The content that needs to be rewritten is: 2. GPT-4V

Since GPT-4V has just released an API that can be called directly, researchers have not had time to try it yet, but researchers have also manually tested some examples to demonstrate the performance of GPT-4V. Through some examples, researchers believe that GPT-4V has strong zero-sample generalization capabilities for tasks in the simulation environment, and can also generate corresponding executable code based on visual input, but it is slightly inferior to some task planning. The model is fine-tuned on the data collected in the simulation environment.

Summary

The researchers pointed out some limitations of the current work:

The current Octopus model does not perform well when handling complex tasks. When faced with complex tasks, Octopus often makes wrong plans and relies heavily on feedback information from the environment, making it difficult to complete the entire task

2. The Octopus model is only trained in the simulation environment, but how to use it Migrating to the real world will face a series of problems. For example, in the real environment, it will be difficult for the model to obtain more accurate relative position information of objects, and it will become more difficult to build an understanding of the scene by objects.

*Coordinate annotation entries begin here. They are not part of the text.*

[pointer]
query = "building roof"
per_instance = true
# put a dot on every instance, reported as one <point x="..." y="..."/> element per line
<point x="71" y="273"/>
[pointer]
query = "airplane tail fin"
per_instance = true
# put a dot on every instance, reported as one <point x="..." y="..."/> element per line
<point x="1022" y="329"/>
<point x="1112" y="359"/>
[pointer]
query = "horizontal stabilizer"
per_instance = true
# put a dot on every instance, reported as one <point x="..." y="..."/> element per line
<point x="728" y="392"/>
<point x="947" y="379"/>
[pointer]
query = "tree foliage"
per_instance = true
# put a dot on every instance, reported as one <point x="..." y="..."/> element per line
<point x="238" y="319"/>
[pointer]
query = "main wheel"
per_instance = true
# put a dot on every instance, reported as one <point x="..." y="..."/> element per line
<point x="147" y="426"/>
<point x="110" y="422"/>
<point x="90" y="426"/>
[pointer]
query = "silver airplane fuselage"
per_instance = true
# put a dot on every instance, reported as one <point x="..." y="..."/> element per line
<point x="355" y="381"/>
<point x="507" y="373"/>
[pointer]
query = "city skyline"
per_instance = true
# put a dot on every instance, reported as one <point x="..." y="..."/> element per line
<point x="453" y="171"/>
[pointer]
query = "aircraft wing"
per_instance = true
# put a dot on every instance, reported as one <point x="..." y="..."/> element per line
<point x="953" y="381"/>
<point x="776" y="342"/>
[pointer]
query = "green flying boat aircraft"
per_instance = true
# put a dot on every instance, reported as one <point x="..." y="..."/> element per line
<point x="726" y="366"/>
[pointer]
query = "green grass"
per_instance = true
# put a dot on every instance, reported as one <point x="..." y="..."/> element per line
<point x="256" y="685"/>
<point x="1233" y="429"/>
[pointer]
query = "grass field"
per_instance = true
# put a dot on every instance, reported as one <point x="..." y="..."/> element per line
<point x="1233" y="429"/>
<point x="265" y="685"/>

3. Currently, the visual input of octopus is discrete static pictures, and it will be a future challenge for it to be able to process continuous videos. Continuous videos can further improve the performance of the model in completing tasks, but how to efficiently process and understand continuous visual input will become the key to improving VLM performance

The above is the detailed content of Let the AI ​​model become a GTA five-star player, the vision-based programmable intelligent agent Octopus is here. For more information, please follow other related articles on the PHP Chinese website!

Related labels:
source:jiqizhixin.com
Statement of this Website
The content of this article is voluntarily contributed by netizens, and the copyright belongs to the original author. This site does not assume corresponding legal responsibility. If you find any content suspected of plagiarism or infringement, please contact [email protected]
Popular Tutorials
More>
Latest Downloads
More>
Web Effects
Website Source Code
Website Materials
Front End Template
About us Disclaimer Sitemap
php.cn:Public welfare online PHP training,Help PHP learners grow quickly!